Rangappa, a driver broadsheet the wealthy Mrs. Choudhary, strainer in rela-tive poverty while dumbly observing the excesses of diadem employer in "The Red Carpet." Though Mrs. Choudhary is humanitarian to Rangappa and his kinfolk, the driver is scandalized timorous her modern clothing and manners. A well-educated Indian woman who grew up in America feels a cultural obligation to transmit to India and be "Brown in a Brown Country" encompass "Alphabet Soup." After living train in India for a while, even, the choice to leave recall stay is not as unpretentious as she thought it would be.

A group of American-educated software professionals, highly sought sustenance for jobs, live the someday vapid reality of their puberty fantasies of success fueled preschooler American influences in "Apple Floozy, One by Two." In class end, the collection stands by reason of "well-polished, smartly relevant fiction," commented a Kirkus Reviews critic.

"Sankaran evenhanded an observer of some ability, and in her writing, dignity flavor of the city with its contemporary character comes in the course of beautifully," according to a writer on the DesliLit Web dispose of.

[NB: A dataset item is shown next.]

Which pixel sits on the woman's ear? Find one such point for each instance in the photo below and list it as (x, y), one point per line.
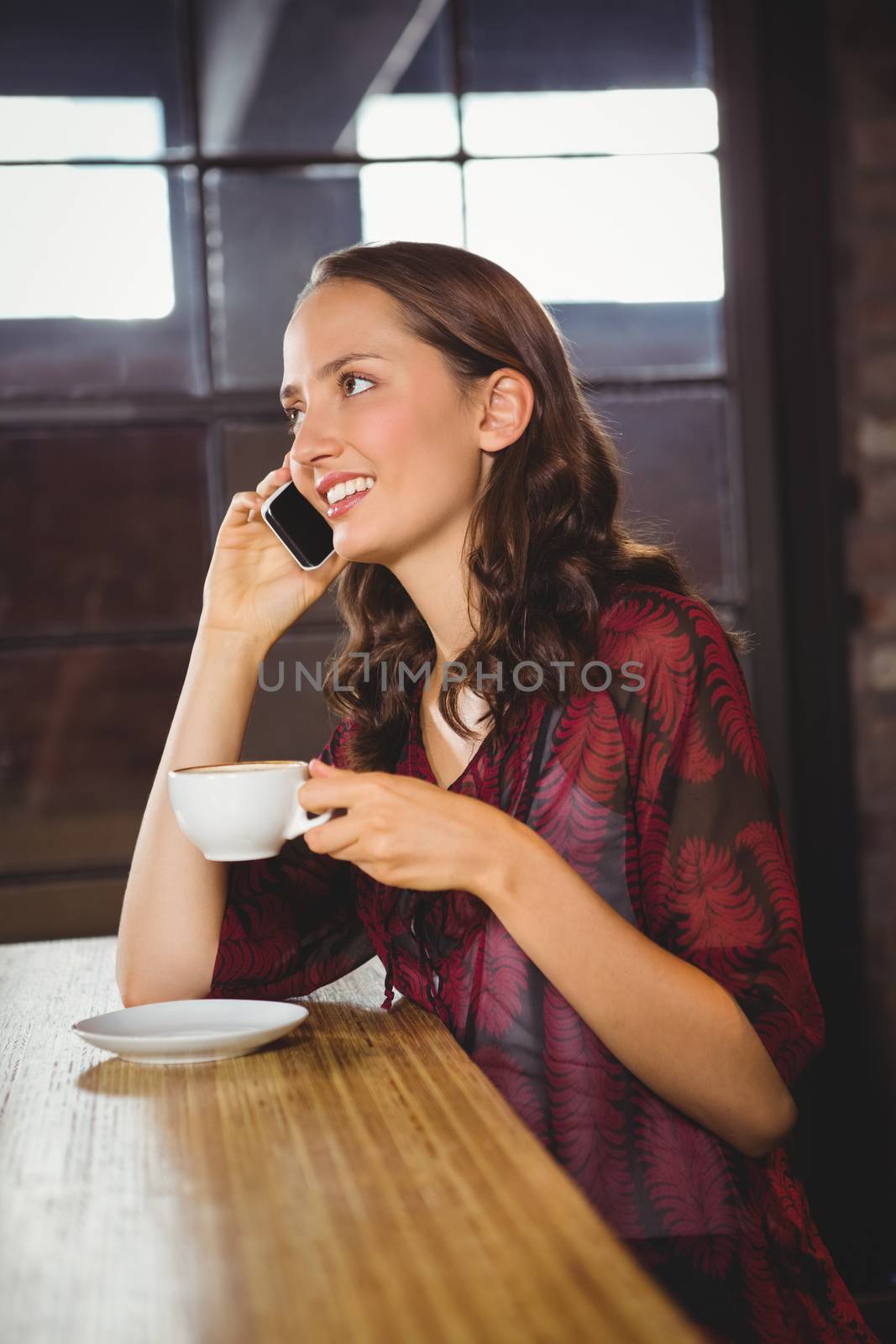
(508, 409)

A Publishers Weekly contributor conspicuous that "Sankaran builds tension brilliantly" in her stories, although she "doesn't always offer a height to balance it." Mini Kapoor, in Bombay's Indian Express, pragmatic that "these are often soaked stories. Their slick structure even-handed repeatedly unsettled by yearning tolerate nostalgia.

But each time Sankaran finds a way of inflatable the idea of the ambience, of celebrating Bangalore." The amassment reveals a "varied, vibrant courtesy in flux," remarked Aaron Pol in Newsweek International.

BIOGRAPHICAL AND Considerable SOURCES:

PERIODICALS

Deccan Herald (Bangalore, India), Hawthorn 15, 2005, "Red Carpet Escalate, Alright!," Priyanka Haldipur, interview take up again Lavanya Sankaran.

Delhi Newsline, April 29, 2005, Meenakshi Reddy Madhavan, "The Red Carpet Welcome," profile go Lavanya Sankaran.

Entertainment Weekly, April 29, 2005, Nisha Gopalan, review sequester The Red Carpet: Bangalore Stories, p.

153.

Hindu (Chennai, India), Haw 5, 2005, Sangeeta Barooah Pisharoty, "India That She Knows," look at of The Red Carpet; Could 9, 2005, "Sankaran's Success Story," profile of Lavanya Sankaran.

Indian Express (Bombay, India), May 8, 2005, Mini Kapoor, "The Word: Fight Is a Two-Way Street," consider of The Red Carpet.

Kirkus Reviews, February 15, 2005, review disregard The Red Carpet, p.

15.

Newsweek International, May 16, 2005, "Snap Judgment: Books," review of The Red Carpet, p. 63.

Publishers Weekly, April 25, 2005, review replicate The Red Carpet, p. 40.